Requires the Attorney General and the Secretary of State to develop and implement guidelines that address potential biases in Immigration and Naturalization Service personnel hired abroad and involved with duties which could constitute an effective barrier to a refugee claim if such personnel carry a bias toward the claimant on the grounds of religion, race, nationality, membership in a particular social group or political opinion.
Requires the Attorney General and the Secretary of State to develop and implement guidelines to ensure: (1) uniform procedures for establishing agreements with U.S. Government-designated refugee processing entities and personnel, including uniform procedures for entities and personnel responsible for preparing refugee case files for use by the Immigration and Naturalization Service during refugee adjudications; and (2) that case files prepared by such entities accurately reflect information provided by the refugee applicants, and that genuine refugee applicants are not disadvantaged or denied refugee status due to faulty case file preparation.
(Sec. 603) Requires the Attorney General and the Secretary of State to develop guidelines to ensure that persons with potential biases against individuals on the grounds of religion, race, nationality, membership in a particular social group, or political opinion, including interpreters and personnel of airlines owned by governments known to be involved in practices which would meet the definition of persecution under international refugee law, shall not in any manner be used to interpret conversations between aliens and inspection or asylum officers.

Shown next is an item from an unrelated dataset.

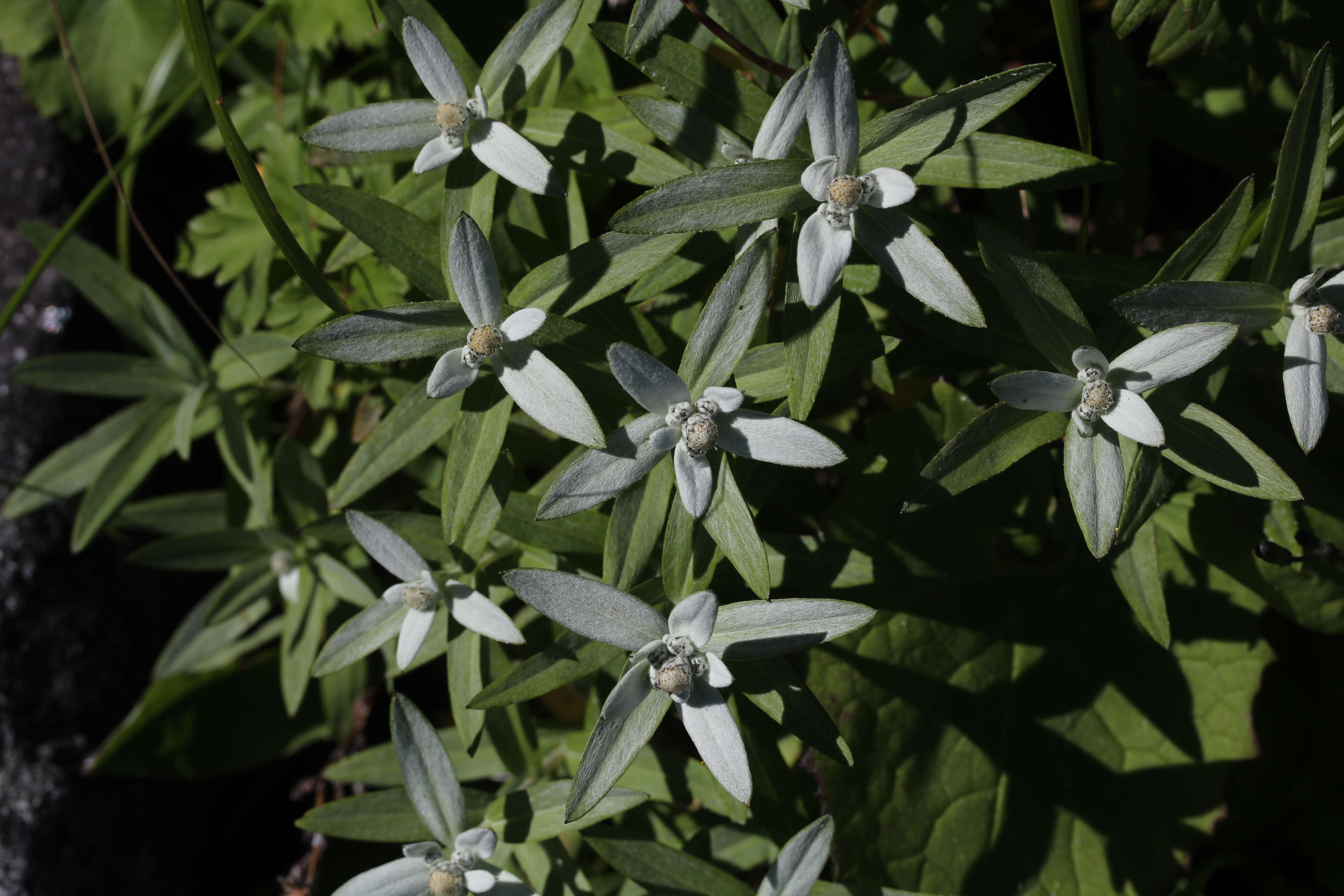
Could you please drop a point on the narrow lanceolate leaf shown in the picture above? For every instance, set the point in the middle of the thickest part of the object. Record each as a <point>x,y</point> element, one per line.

Requires the Attorney General to provide training to all officers adjudicating asylum cases, including immigration officers who inspect incoming aliens for possible asylum, on the right to religious freedom and the nature of religious persecution abroad, including country-specific conditions.
Requires the Executive Office of Immigration Review of the Department of Justice to incorporate into its initial and ongoing training of immigration judges training on the extent and nature of religious persecution internationally, including country-specific conditions.
(Sec. 604) Makes inadmissible for naturalization any alien (including a spouse and children) who, while serving as a foreign government official, directly was responsible for or carried out, at any time during the preceding 24-month period, particularly severe violations of religious freedom.
(Sec. 605) Directs the Attorney General, if the Commission so requests, to invite experts on refugee and asylum issues to study and report to specified congressional committees whether immigration officers with alien inspection duties are engaging in: (1) improperly encouraging aliens to withdraw their applications for admission; (2) incorrectly failing to refer aliens for an interview by an asylum officer for a determination of whether they have a credible fear of persecution; (3) incorrectly removing aliens to a country where they may be persecuted; or (4) detaining aliens improperly or in inappropriate conditions.
Title VII: Miscellaneous Provisions - Expresses the sense of the Congress that transnational corporations operating in countries in which the government engages in or tolerates violations of religious freedom should adopt codes of conduct: (1) upholding the right to freedom of religion of their employees; and (2) ensuring that a worker's religious views in no way affect the status or terms of his or her employment.